PVC resin flows from the bag through a Tele-Tube telescoping tube; this attaches manually to the bag spout with a Spout-Lock clamp ring to create a dust-tight connection. The tube is raised and lowered pneumatically, applying continuous downward tension to elongate the bag and keep the spout taut. This facilitates complete emptying by preventing the spout from bulging outward (creating dead pockets) or falling inward (creating flow restrictions). A bin vent dust collector mounted on the discharger frame also keeps dust from escaping into the plant. This not only helps to safeguard worker health by reducing airborne particles, but also improves plant cleanliness and reduces the risk of product cross-contamination. A pneumatically actuated Power-Cincher flow-control valve allows an operator to close partially full bulk bags should the need arise.
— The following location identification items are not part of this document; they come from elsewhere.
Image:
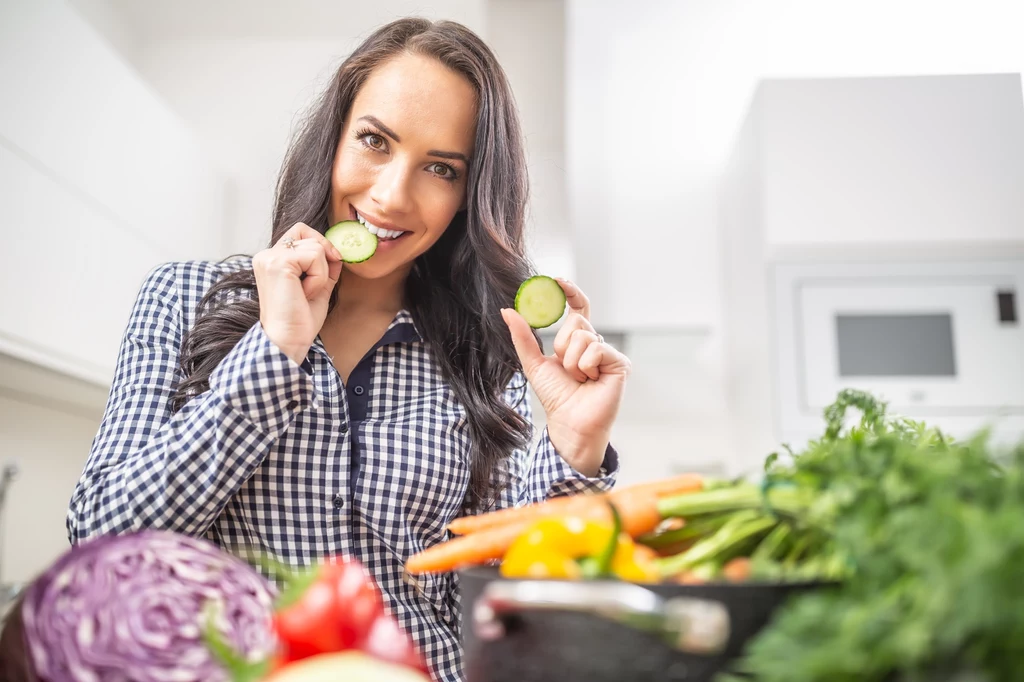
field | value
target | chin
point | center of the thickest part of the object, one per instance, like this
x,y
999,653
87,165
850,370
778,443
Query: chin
x,y
378,269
The Oplex plant is in an old building with little horizontal space, so operations are spread over several floors. Flexicon’s vacuum pneumatic system conveys PVC resin from bulk bags to a filter receiver on the third floor. A hopper integral to the bulk bag discharger directs PVC resin to a drop-through rotary valve, which meters the material into one of two 75 mm diameter pneumatic conveying lines. These transport the resin 60 m to the 1,000 mm diameter filter-receiver above the mixer. The bulk bag discharger is equipped with load cells to allow the PLC to receive loss-in-weight data as material is conveyed from the discharger. This enables the PLC to control the feed of the pneumatic conveyor so that the required weight of PVC resin is delivered to the filter receiver, then dropped through a chute to the mixer. The two separate pneumatic conveying lines prevent cross-contamination when running different products. On the second floor, Flexicon installed a bag dump station with dust collector for loading CaCO3. Material from the dump station is transported to a small weigh hopper on the third floor by Flexicon’s Bev-Con flexible screw conveyor. A flexible stainless steel screw, designed to move difficult-to-handle materials, rotates in a 90 mm diameter, 9 m long plastic tube set at a 45 degree incline. The screw self-centers as it rotates, providing clearance between it and the tube wall to prevent grinding of the material. The conveyor is powered by a 4 kW motor at the discharge end where the CaCO3 enters the weigh hopper through a transition adapter. Load cells under the weigh hopper permit precise weighing of CaCO3. From the hopper, the weighed batch passes through a slide gate valve to the mixer.
Improved performance
The accuracy of the automated system has improved overall product quality and repeatability. Moreover, by permitting the use of bulk bags in place of 25 kg sacks, the new system reduces the amount of valuable floor space needed for materials storage. From the third floor, the PVC resin and CaCO3 are gravity-fed from the filter receiver and the weigh hopper, respectively, to the mixer on the main floor where the liquids are added. After the batch is processed it is metered into two compounding machines. One compounder, a Buss Kneader, processes up to 1,200 kg/hour. The compound is discharged to a two-roll mill for aeration and then into a calender where it produces sheet 1.8 m wide. The other line uses a Banbury mixer that processes compound at the same rate, discharging into a two-roll mill and an extruder-strainer, followed by a second calender which produces sheet 1.6 m wide. An important factor when designing the pneumatic system was Mexico City’s altitude; at 2,240 m above sea level, the air is thin. Flexicon successfully addressed this issue to maintain proper performance and make certain that the fans that cool the motors generated enough air flow to be effective. Carlos Barra, Director of Operations at Oplex, acknowledges that Flexicon’s efforts in these areas, as with the installation overall, were on target.